James Tanis, President of the country from 2009 to 2010, has long-since been staunch in his view that the idea of sorcery is culturally engrained. “Sorcery is something . . . we hear from childhood,” he told the ABC. “The first thing that we hear from our mothers [is], ‘Don’t go there! Don’t eat that! Don’t do this! The sorcerer is out there!'”
Those accused of sorcery are considered to have deliberately caused misfortune through use of supernatural powers. They are usually punished by death, injury, exile, or destruction of property. Police reports reveal that victims have been buried alive, beheaded, choked to death, thrown over cliffs or into rivers or caves, axed, electrocuted, stoned, suffocated with smoke, forced to drink petrol, or shot.
In 2013, for instance, a group of men stripped 20 year old Kepari Leniata (who had been suspected of practicing witchcraft) naked and tortured her with a hot iron rod, before burning her alive on a pile of rubbish and car tyres at the Kerebug dump in Mount Hagen.
“When dozens of people have been killed after literal witch hunts, it’s clear that the government is not doing enough to protect its own citizens,” said Apolosi Bose, Amnesty International’s Pacific Islands researcher. “The police and judicial authorities have to step in immediately before another person faces this . . . vigilante violence.”
Following Leniata’s death, the United Nations warned of a “growing pattern” in sorcery killings. Her widely-reported case, coupled with the murder of women’s rights advocate Helen Rumbali (accused of witchcraft, tortured, and killed only months later), prompted Papua New Guinea’s government to repeal the 1971 Sorcery Act in 2013.
This Act allowed for more lenient sentences for those who argued that their victims were committing acts of sorcery, and elaborated under the “sorcery as provocation” subsection that an “act of sorcery may amount to a wrongful act or insult within the meaning of Section 266 of the Criminal Code 1974,” immaterial if it occurred “in the presence of the person allegedly provoked.”
To reinforce the fact that the intent may not have been harmful, however, the Sorcery Act used the notion of ‘innocent sorcery’, which is “protective only, or is not intended to produce . . . any harmful, unlawful or undue influence on any person.”

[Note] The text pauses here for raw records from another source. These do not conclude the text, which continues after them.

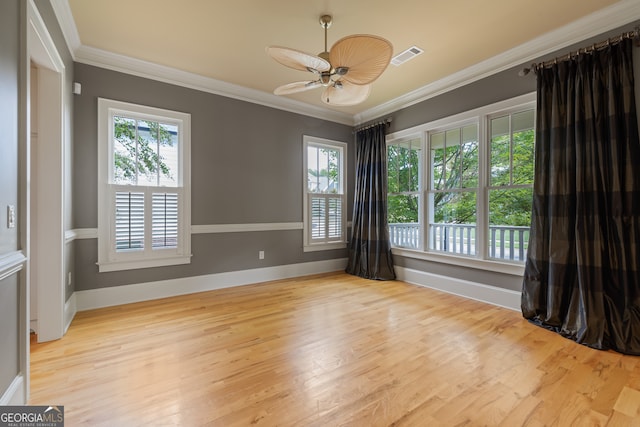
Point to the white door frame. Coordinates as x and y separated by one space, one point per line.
46 247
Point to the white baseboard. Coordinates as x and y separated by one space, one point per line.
125 294
70 310
480 292
15 394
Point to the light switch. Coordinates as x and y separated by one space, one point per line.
11 216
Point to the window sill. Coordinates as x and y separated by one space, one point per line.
142 263
324 246
514 269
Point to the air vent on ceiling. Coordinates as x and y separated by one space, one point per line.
406 55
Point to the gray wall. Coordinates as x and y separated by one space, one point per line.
246 167
9 295
501 86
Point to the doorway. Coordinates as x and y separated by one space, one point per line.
45 190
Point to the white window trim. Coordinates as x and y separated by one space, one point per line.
309 246
108 260
421 131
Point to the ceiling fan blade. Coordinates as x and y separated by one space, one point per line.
297 59
348 94
296 87
365 56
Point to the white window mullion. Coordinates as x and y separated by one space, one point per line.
482 209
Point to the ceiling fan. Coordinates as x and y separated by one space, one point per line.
346 71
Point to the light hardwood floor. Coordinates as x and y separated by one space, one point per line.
330 350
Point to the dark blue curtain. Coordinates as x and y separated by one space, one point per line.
369 247
582 271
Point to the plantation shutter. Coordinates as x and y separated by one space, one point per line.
129 224
164 232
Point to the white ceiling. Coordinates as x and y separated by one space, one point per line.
220 44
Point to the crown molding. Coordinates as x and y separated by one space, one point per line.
607 19
67 24
612 17
125 64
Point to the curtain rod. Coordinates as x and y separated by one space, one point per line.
386 121
635 34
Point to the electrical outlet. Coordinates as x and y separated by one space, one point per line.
11 216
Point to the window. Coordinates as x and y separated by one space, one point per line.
404 192
453 189
324 195
144 191
511 184
477 172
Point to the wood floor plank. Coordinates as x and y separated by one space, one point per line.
327 350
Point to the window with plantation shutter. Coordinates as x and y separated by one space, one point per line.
324 196
144 192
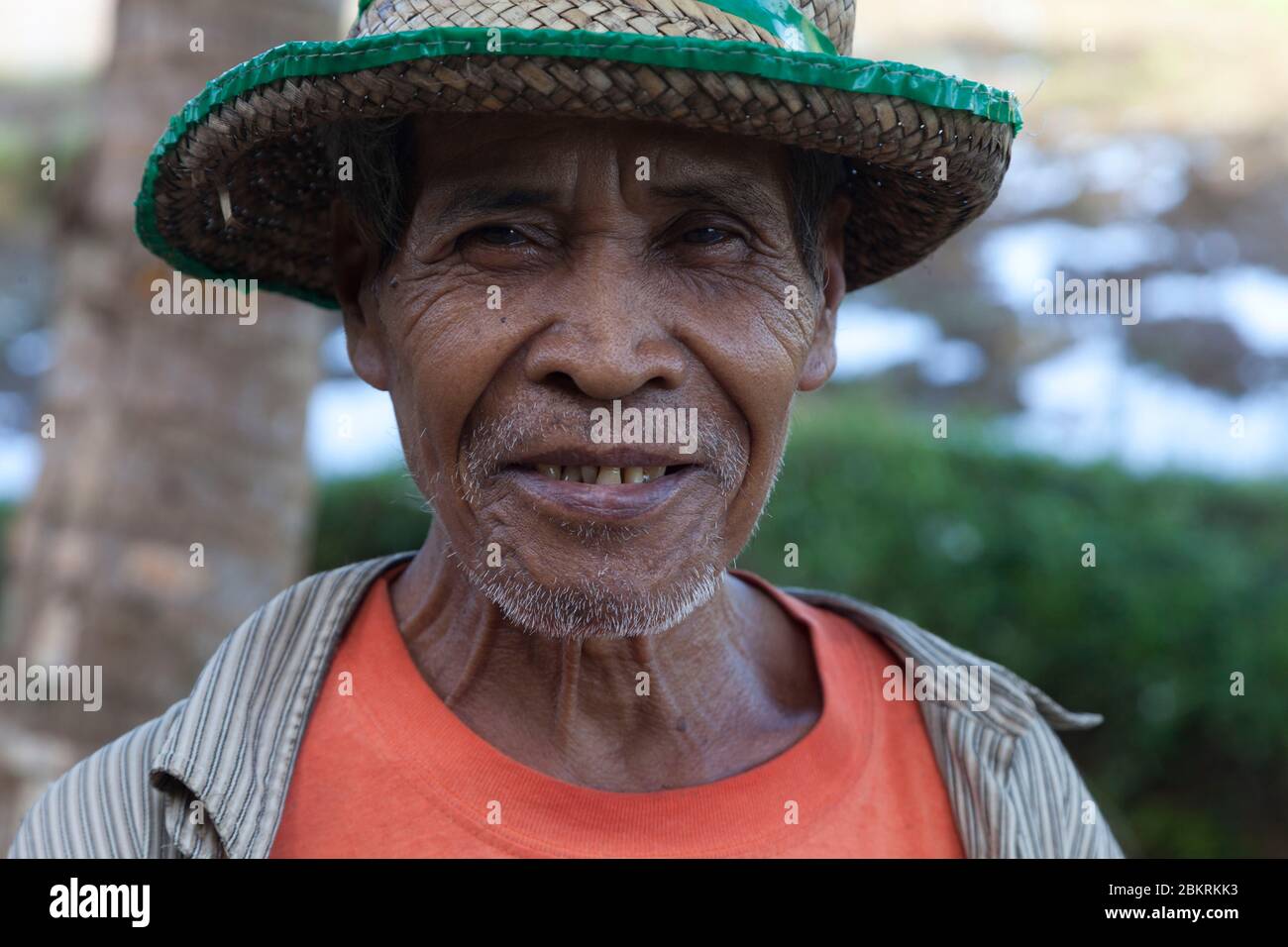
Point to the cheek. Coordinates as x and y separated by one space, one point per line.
446 347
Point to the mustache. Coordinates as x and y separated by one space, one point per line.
487 445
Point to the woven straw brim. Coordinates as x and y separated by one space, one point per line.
241 187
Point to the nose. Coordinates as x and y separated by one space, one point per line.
605 350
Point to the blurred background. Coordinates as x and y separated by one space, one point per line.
1153 149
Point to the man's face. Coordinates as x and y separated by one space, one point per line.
553 266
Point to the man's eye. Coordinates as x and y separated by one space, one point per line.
704 235
496 236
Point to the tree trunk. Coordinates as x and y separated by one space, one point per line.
167 431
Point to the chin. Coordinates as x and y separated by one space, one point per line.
587 608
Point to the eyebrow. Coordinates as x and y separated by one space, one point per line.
471 201
735 193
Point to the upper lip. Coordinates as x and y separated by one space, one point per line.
604 455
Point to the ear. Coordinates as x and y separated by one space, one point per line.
355 269
820 361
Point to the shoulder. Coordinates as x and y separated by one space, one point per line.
104 806
114 804
1012 780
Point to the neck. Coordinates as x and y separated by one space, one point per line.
729 686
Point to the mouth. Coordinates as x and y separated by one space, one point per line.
604 475
576 489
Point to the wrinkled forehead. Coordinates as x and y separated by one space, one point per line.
557 154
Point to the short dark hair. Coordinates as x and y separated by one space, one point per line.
377 193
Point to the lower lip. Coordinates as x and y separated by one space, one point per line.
593 500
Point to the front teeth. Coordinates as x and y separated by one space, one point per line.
600 474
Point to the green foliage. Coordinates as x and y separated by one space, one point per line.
986 549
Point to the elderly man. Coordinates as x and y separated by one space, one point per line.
592 253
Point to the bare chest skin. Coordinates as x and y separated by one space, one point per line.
729 688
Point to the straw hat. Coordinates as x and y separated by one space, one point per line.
240 184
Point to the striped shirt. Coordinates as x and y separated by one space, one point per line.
209 777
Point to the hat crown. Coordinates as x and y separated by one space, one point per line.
787 24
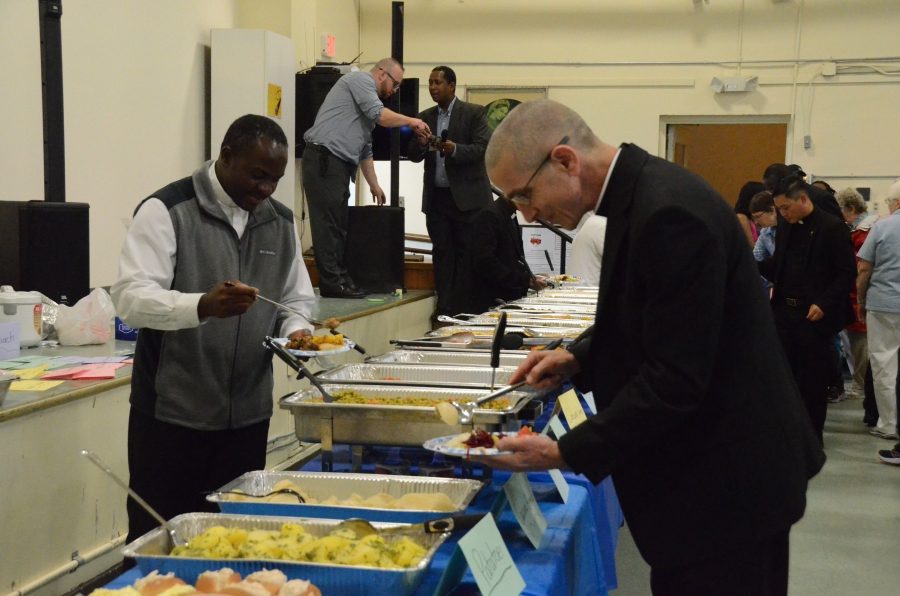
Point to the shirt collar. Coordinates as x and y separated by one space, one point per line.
612 164
218 190
449 108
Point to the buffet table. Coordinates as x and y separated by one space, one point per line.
568 562
59 513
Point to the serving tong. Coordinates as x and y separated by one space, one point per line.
295 363
174 538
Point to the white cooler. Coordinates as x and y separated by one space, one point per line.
24 308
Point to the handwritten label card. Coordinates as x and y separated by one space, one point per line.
572 408
524 505
558 430
9 341
589 400
495 572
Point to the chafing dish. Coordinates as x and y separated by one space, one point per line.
462 357
151 551
417 375
322 485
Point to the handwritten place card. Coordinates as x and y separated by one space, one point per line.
9 341
572 408
495 572
558 431
524 505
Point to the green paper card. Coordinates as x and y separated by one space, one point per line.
524 505
495 572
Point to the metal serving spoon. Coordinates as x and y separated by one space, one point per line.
456 523
173 537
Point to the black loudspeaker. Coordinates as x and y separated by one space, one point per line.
46 247
374 250
312 88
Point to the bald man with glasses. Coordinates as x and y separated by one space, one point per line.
699 422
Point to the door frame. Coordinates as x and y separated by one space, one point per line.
665 121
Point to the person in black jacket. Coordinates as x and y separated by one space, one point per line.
455 184
495 262
813 270
700 423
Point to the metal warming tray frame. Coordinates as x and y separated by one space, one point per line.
532 332
151 551
322 485
448 358
415 375
402 426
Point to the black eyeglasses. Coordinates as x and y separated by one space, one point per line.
520 198
396 84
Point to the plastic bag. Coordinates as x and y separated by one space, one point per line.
88 322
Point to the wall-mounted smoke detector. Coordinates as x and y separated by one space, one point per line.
733 84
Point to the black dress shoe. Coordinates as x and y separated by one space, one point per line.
341 292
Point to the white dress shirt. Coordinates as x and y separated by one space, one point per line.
147 269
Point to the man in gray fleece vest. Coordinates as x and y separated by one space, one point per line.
196 255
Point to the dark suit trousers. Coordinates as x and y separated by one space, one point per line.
448 227
172 466
810 355
760 570
326 183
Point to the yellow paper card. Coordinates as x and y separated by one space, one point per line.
33 385
32 373
572 408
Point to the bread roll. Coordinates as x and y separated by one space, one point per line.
213 582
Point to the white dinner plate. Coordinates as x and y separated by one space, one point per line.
441 445
348 345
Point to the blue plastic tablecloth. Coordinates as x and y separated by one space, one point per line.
568 561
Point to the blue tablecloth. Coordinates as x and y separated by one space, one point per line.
568 561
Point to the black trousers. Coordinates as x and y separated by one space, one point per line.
810 354
448 227
326 183
172 466
759 570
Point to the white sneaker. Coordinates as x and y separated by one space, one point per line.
885 433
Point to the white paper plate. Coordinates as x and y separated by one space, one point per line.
441 445
348 345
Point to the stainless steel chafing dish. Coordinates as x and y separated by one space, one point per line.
417 375
529 332
410 426
450 358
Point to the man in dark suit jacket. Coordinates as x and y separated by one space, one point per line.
699 423
813 270
455 185
495 261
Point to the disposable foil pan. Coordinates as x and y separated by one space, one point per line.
461 358
540 332
418 374
322 485
151 551
373 424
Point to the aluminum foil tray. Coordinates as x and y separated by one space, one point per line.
585 309
530 332
152 553
461 358
365 424
322 485
539 321
418 374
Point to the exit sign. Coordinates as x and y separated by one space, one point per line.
328 45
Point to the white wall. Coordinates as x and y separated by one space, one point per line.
854 120
135 105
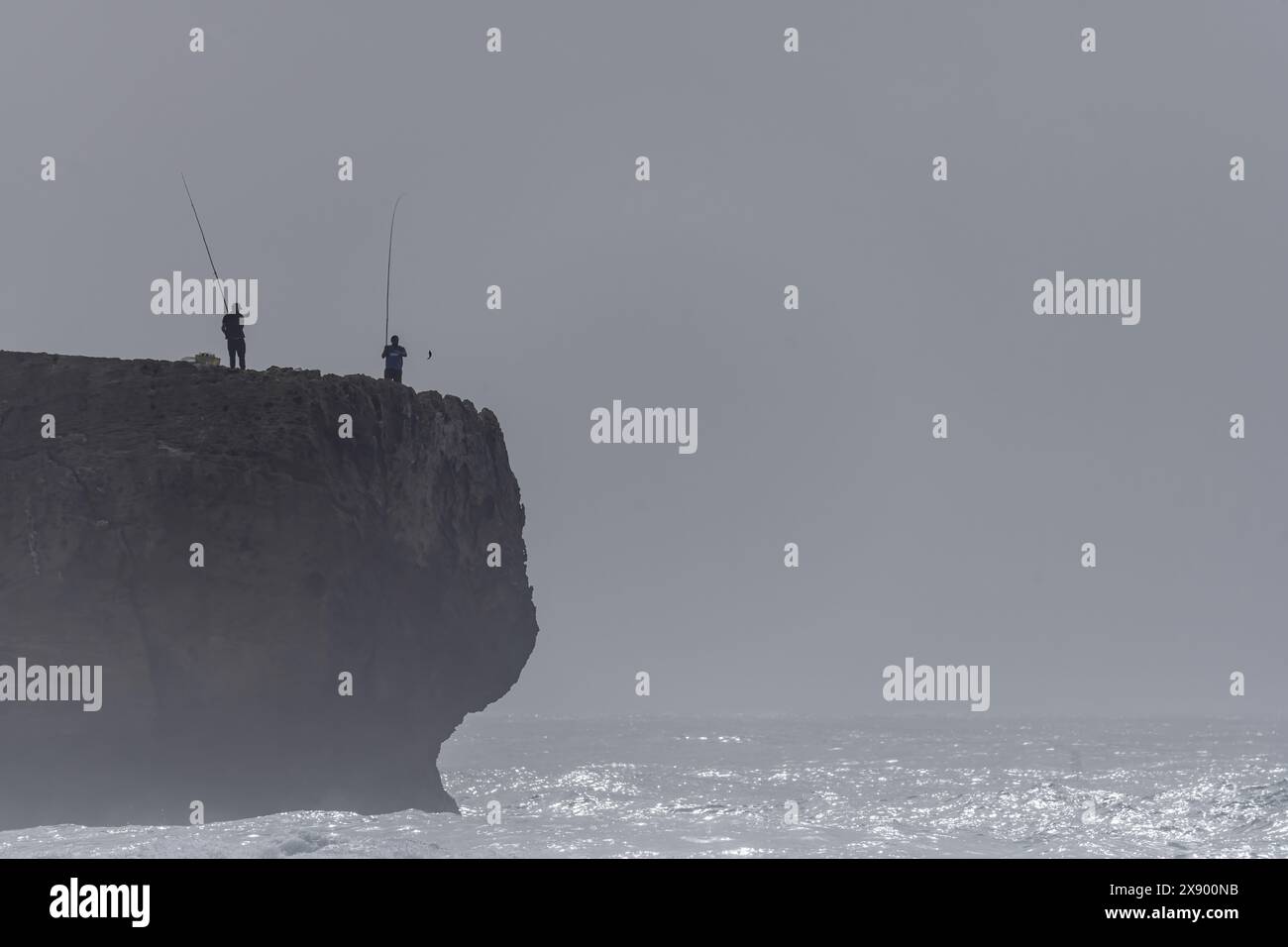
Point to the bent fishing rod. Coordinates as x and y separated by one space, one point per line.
218 281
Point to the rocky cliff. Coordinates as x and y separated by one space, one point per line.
320 556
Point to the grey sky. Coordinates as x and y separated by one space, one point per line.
814 427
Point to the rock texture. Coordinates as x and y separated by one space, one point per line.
322 556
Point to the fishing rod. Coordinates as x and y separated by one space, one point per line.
218 281
389 268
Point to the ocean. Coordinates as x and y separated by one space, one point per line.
729 788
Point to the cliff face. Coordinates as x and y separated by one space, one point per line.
321 556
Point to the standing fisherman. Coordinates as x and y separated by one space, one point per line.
393 356
236 335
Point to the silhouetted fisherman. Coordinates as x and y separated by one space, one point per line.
236 337
393 356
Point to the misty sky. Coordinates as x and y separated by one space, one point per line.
814 425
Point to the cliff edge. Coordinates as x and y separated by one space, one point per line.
223 664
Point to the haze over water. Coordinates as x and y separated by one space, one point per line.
925 787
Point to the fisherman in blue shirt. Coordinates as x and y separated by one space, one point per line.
393 356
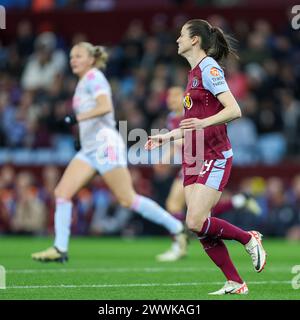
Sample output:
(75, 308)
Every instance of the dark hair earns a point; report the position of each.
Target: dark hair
(214, 42)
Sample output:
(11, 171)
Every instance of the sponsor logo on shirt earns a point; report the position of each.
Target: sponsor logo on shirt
(214, 72)
(187, 101)
(195, 82)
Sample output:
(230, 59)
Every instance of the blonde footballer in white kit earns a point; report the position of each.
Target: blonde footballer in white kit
(103, 151)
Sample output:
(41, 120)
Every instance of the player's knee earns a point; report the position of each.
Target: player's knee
(194, 221)
(172, 206)
(125, 200)
(60, 193)
(194, 224)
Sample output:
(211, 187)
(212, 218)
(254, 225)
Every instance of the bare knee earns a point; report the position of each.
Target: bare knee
(126, 200)
(195, 221)
(61, 193)
(172, 206)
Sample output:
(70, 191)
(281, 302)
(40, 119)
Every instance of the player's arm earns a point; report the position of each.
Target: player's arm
(230, 112)
(103, 106)
(160, 139)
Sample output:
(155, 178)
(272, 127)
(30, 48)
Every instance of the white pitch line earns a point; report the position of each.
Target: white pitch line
(130, 270)
(128, 285)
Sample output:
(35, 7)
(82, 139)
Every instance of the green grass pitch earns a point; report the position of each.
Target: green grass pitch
(116, 268)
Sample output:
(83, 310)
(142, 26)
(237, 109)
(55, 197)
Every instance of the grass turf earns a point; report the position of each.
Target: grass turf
(115, 268)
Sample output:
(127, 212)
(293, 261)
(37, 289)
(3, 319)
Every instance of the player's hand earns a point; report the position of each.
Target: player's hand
(77, 144)
(154, 142)
(70, 119)
(192, 123)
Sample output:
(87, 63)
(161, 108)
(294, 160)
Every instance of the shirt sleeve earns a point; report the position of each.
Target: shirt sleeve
(97, 84)
(213, 79)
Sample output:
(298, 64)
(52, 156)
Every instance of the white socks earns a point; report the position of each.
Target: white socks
(62, 221)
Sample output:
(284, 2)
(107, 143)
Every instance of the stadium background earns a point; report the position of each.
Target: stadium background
(35, 145)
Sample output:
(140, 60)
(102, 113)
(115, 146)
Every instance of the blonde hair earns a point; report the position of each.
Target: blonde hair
(98, 52)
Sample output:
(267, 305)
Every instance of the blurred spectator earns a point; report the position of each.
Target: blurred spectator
(99, 5)
(30, 215)
(45, 66)
(281, 214)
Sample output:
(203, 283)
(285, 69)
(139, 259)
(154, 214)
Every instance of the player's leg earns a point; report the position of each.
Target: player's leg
(119, 182)
(237, 202)
(175, 202)
(200, 199)
(77, 174)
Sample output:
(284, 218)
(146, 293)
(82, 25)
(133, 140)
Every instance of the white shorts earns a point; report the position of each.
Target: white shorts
(109, 152)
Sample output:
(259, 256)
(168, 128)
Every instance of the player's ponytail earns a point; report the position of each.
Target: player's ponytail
(101, 57)
(214, 41)
(98, 52)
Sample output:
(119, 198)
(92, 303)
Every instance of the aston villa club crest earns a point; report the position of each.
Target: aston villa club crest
(195, 82)
(187, 101)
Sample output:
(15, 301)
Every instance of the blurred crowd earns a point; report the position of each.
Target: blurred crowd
(36, 88)
(27, 204)
(36, 85)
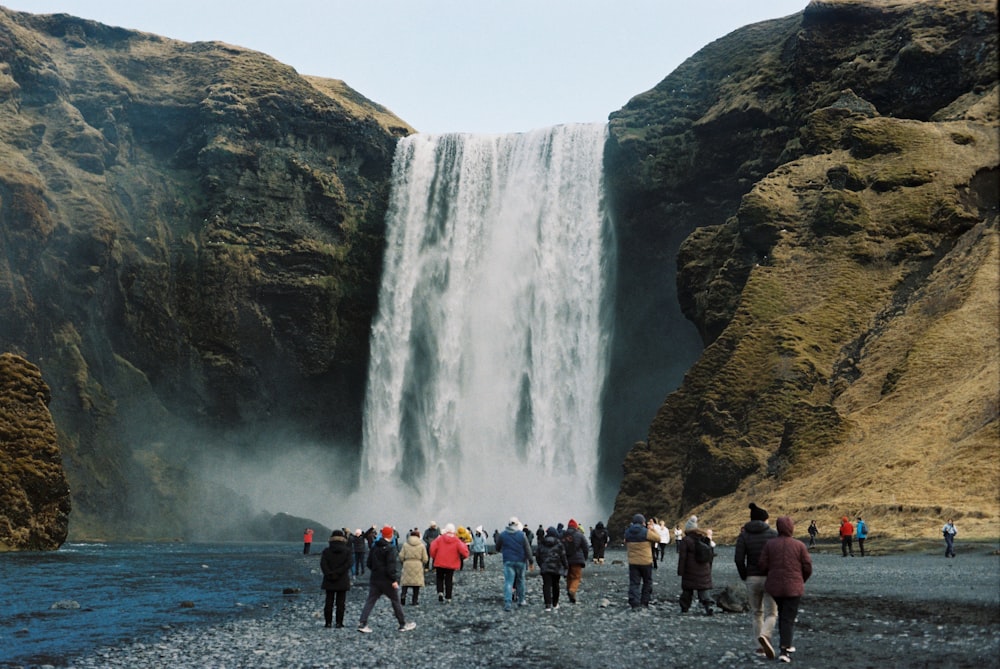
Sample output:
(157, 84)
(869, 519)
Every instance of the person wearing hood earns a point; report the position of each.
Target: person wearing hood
(694, 566)
(763, 609)
(639, 547)
(552, 563)
(577, 550)
(516, 552)
(787, 565)
(383, 565)
(335, 563)
(599, 540)
(447, 552)
(478, 549)
(414, 557)
(846, 537)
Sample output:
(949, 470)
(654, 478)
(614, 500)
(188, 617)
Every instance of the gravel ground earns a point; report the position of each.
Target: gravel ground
(892, 610)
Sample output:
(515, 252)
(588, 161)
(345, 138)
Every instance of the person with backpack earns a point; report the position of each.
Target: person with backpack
(861, 532)
(694, 566)
(599, 540)
(577, 550)
(551, 558)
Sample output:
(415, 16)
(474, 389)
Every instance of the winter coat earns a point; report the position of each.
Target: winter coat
(599, 536)
(335, 563)
(514, 546)
(551, 555)
(448, 550)
(414, 557)
(383, 562)
(694, 575)
(638, 546)
(576, 546)
(749, 544)
(786, 562)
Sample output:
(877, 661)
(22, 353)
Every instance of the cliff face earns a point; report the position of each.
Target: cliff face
(34, 493)
(834, 175)
(190, 244)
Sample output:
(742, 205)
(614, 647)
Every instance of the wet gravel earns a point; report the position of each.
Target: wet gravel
(892, 610)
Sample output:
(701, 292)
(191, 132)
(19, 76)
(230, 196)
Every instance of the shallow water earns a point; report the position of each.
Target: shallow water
(130, 591)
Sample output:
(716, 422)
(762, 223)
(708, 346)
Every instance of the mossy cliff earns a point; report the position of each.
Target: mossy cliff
(834, 176)
(34, 493)
(190, 244)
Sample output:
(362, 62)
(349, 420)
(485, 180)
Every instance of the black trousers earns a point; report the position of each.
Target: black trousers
(341, 599)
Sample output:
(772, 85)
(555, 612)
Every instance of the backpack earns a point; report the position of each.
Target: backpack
(703, 552)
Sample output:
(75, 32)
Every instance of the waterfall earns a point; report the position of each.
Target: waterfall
(489, 348)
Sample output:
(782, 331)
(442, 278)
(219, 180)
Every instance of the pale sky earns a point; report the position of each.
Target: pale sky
(456, 65)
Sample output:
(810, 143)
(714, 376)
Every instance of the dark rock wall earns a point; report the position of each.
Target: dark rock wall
(190, 245)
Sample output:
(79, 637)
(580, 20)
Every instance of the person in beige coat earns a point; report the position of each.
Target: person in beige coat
(414, 557)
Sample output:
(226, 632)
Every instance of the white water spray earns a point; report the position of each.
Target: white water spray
(489, 350)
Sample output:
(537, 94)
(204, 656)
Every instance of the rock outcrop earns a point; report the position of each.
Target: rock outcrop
(190, 247)
(834, 178)
(34, 492)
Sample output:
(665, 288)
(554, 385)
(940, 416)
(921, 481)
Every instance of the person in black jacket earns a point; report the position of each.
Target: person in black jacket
(763, 609)
(383, 564)
(335, 563)
(551, 558)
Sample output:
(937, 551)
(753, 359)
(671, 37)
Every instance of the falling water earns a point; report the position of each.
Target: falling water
(489, 348)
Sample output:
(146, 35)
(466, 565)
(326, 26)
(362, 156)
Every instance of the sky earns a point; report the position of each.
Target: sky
(483, 66)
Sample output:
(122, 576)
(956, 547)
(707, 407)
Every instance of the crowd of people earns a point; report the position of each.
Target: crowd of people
(773, 565)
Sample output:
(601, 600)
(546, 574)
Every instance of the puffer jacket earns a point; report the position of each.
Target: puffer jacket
(786, 562)
(551, 555)
(638, 546)
(749, 544)
(448, 551)
(335, 563)
(414, 557)
(694, 575)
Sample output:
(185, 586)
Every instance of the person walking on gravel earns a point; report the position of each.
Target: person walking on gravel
(786, 562)
(383, 564)
(949, 532)
(763, 610)
(846, 537)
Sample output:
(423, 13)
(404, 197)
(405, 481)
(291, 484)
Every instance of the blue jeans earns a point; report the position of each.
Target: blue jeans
(513, 579)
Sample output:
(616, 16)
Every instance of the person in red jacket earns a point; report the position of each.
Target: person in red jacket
(786, 563)
(846, 536)
(447, 553)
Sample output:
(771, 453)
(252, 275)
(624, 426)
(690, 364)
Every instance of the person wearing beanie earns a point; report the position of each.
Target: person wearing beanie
(846, 536)
(694, 566)
(335, 563)
(447, 552)
(552, 563)
(383, 564)
(414, 557)
(516, 552)
(639, 549)
(577, 550)
(763, 609)
(786, 563)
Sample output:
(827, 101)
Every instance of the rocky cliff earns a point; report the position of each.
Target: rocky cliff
(834, 178)
(34, 493)
(190, 242)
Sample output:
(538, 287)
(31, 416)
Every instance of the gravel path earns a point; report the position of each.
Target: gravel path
(900, 610)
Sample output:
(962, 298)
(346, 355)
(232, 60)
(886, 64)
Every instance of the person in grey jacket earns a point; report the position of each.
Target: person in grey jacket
(552, 563)
(763, 609)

As Professor Richard Eves writes, some groups in Papua New Guinea even make a clear distinction between sorcery and innocent magic with separate language terms— “magic being deemed benevolent, and sorcery as malevolent.”
Ultimately, the turning of the tide against sorcery in the country can be credited to the rise and peak of news distribution and availability in a digital age. The greater media reportage has shed light on occult murders; even cases in smaller countries like Papua New Guinea. The burning of Kepari Leniata, for example, sparked both domestic and global outrage as a result of the extensive coverage.
What, then, does this mean for Papua New Guinea itself?
Change is already taking place: while the now-nullified Sorcery Act allowed citizens to easily point fingers at suspected practitioners of witchcraft as personal ‘scapegoats’ of sorts, recent challenges to the establishment and application of the country’s laws are marking a change in viewpoint. Such heavy stances against witchery may indeed be, as James Tanis stated, “culturally ingrained,” but recent events bring hope to the possibility that it may be a belief that will soon disappear— perhaps not, however, with the wave of a wand.